SFOX, a San Francisco-based cryptocurrency prime brokerage, announced today that it has partnered with the century-old, New York-based M.Y. Safra Bank to provide crypto traders who use their platform with access to bank accounts backed by FDIC insurance.
It’s the first time a crypto prime dealer offers this type of protection for crypto traders’ cash assets, according to a statement from the company. And some very high-net-worth individuals, which is whom Safra caters to, may soon feel a whole lot safer putting those big bucks into crypto.
As a cryptoasset prime dealer, SFOX connects traders who use its platform with access to all major crypto exchanges through a single pool of liquidity. Rather than depositing capital at each individual exchange they want to trade in, these investors can participate in various exchanges through a single account.
And now, “for the first time in crypto trading,” both retail and institutional investors will be able to obtain a “segregated account,” which will allow them to hold their funds in their own name with a FDIC-backed bank—rather than a commingled account on an exchange.
In doing so, the idea is that a crypto trader’s counterparty risk will be diminished, at least for the cash share of the transaction.
The move takes “SFOX trading one step closer to the goal of a truly frictionless and reliable trade experience across all cryptoassets,” SFOX CEO Akbar Thobhani said in a statement. The company claims that its model, now with added benefit of government-backed insurance for cash accounts, also makes funds more quickly available for traders, on top of being more secure.

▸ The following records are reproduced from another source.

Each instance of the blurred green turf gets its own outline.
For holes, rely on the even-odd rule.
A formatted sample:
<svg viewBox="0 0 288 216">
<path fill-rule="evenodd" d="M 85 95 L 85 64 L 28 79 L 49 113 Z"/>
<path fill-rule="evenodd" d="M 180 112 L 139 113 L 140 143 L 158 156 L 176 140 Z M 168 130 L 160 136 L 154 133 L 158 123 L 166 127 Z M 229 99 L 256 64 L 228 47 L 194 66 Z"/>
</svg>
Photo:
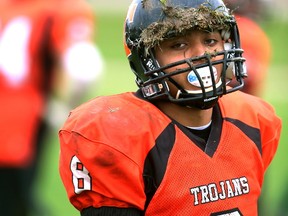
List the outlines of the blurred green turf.
<svg viewBox="0 0 288 216">
<path fill-rule="evenodd" d="M 124 13 L 98 13 L 97 21 L 97 44 L 105 60 L 104 76 L 99 85 L 95 85 L 89 92 L 87 98 L 98 95 L 114 94 L 123 91 L 136 89 L 134 76 L 130 72 L 128 62 L 123 49 L 122 26 Z M 286 152 L 288 151 L 288 128 L 287 128 L 287 23 L 277 20 L 263 23 L 264 29 L 271 38 L 274 48 L 274 56 L 267 81 L 267 88 L 264 97 L 271 102 L 283 118 L 283 133 L 281 137 L 279 151 L 273 161 L 265 181 L 265 195 L 268 197 L 269 211 L 263 215 L 275 215 L 277 204 L 282 198 L 279 195 L 284 193 L 288 179 L 288 167 Z M 286 47 L 285 47 L 286 46 Z M 39 200 L 46 207 L 47 216 L 77 216 L 79 213 L 70 205 L 58 172 L 59 144 L 57 132 L 52 131 L 48 137 L 45 154 L 41 163 L 39 179 L 36 185 L 36 193 Z M 287 187 L 286 187 L 287 188 Z M 266 197 L 264 200 L 266 200 Z M 270 212 L 269 214 L 267 212 Z"/>
</svg>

FDIC insurance, though, isn’t without its drawbacks. While it provides bank accounts with coverage up to $250,000, it also comes with a host of regulatory strings attached. Notably, the digital asset banks that were legalized in Wyoming earlier this year are purposely avoiding FDIC insurance to escape “bullying” from the federal government over the potentially “high risk” nature of the industry.
M.Y. Safra Bank, however, doesn’t appear worried. “We continually strive to innovate in the banking industry, and SFOX was the ideal partner with which to extend this philosophy to the burgeoning domain of crypoassets,” the bank’s CEO, Jacob Sanfra, said in a statement.
SFOX is banking on the peace of mind of federal insurance to drive in institutional investors. And if it works, the risk of inviting increased scrutiny from regulators may indeed be worth the reward.